[Haskell-cafe] Store type-class polymorphic values generically

[Christopher Done]

It's very easy to state this problem without enough details and mislead
people into providing a solution for a different problem, so I'll try to
include all the information and use-case. I need a function that can
store a value in a concrete opaque type. I know the type of the value
when I store it, and I know the type of the value when I extract it,
insofar as I know the type inclusive of a class constraint context. But
the container must store many different things at once. Given that I
know the type of the thing when I store it and when I extract it, there
ought to be a ?safe? way to do this, in the same way that Data.Dynamic
is ?safe?.

The use-case is I want to store a table of IO-like actions in an opaque
like [(Name,Dynamic)] and I write into it statically, e.g. in GHCi.

The reason is due to this approach:

go_ref = newIORef go_

go_ = putStrLn "Hello, World!"

go = do
  go' <- liftIO $ readIORef go_ref
  go'

main = forkIO $ forever $ go

then in GHCi I writeIORef go_ (putStrLn "What's up?")

then go will now start printing "What's up?" This works now, I can do
this presently. However, I want to write this as a core-to-core
translation as a ghc-plugin. I want the definition go = putStrLn "Hello
World!" to be translated to what I wrote above. Core cannot generate new
names to be exported from a module, so go_ is now gone. So how does the
`go' function read and write the IORef? With a table:

table = unsafePerformIO $ newIORef [("go",Dynamic go_ref)]

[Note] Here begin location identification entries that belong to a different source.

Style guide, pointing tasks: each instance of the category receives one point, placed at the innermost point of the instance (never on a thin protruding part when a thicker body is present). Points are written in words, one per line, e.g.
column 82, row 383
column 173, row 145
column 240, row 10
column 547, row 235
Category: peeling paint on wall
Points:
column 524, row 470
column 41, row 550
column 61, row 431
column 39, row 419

Hurrah! I can now put table in some module like DynamicUpdate.table and
then read/write to it from Core in the generated definition of
go. Done. But how do I update it from the GHCi REPL? What follows is
where I'm stuck.

So with Data.Dynamic, I have:

toDyn :: Typeable a => a -> Dynamic

With toDyn I can store concrete values and functions and then extract
them:

?> fmap ($ 12) (fromDynamic (toDyn ((*2) :: Int -> Int)) :: Maybe (Int -> Int))
Just 24

But the problem with toDyn is that it can only store concrete values due
to the Typeable constraint. So then I turn to existentials and
unsafeCoerce:

?> data Anything = forall a. Anything a
?> let x = Anything id
?> case x of Anything (unsafeCoerce -> (id' :: Int -> Int)) -> id' 123
123

Great, I was able to store a value which contained non-concrete
types. But now consider the case of a value with type-class
polymorphic type in it:

y = Anything (print :: Show a => a -> IO ())

Which cannot be type checked, because the Show instance is
ambiguous. So you might propose to use rank-N types, like this:

data Anything = Anything (Show a => a -> IO ())

Now I can store print in there happily. But now the type is not
Anything, it's not generic anymore. Maybe I want to store `print', maybe
I want to store `readLn'. Dead end. I don't want to have to generate
existential wrappers for all functions I might possibly want to store.

The support of Constraints in this page
http://blog.omega-prime.co.uk/?p=127 makes me think that it's still
possible. It would be cool to somehow store a tuple of the dictionary of
the constraint and the value itself and then I'd later be able to
extract it. But I'm finding it difficult developing anything even
simple.

Any ideas/help appreciated!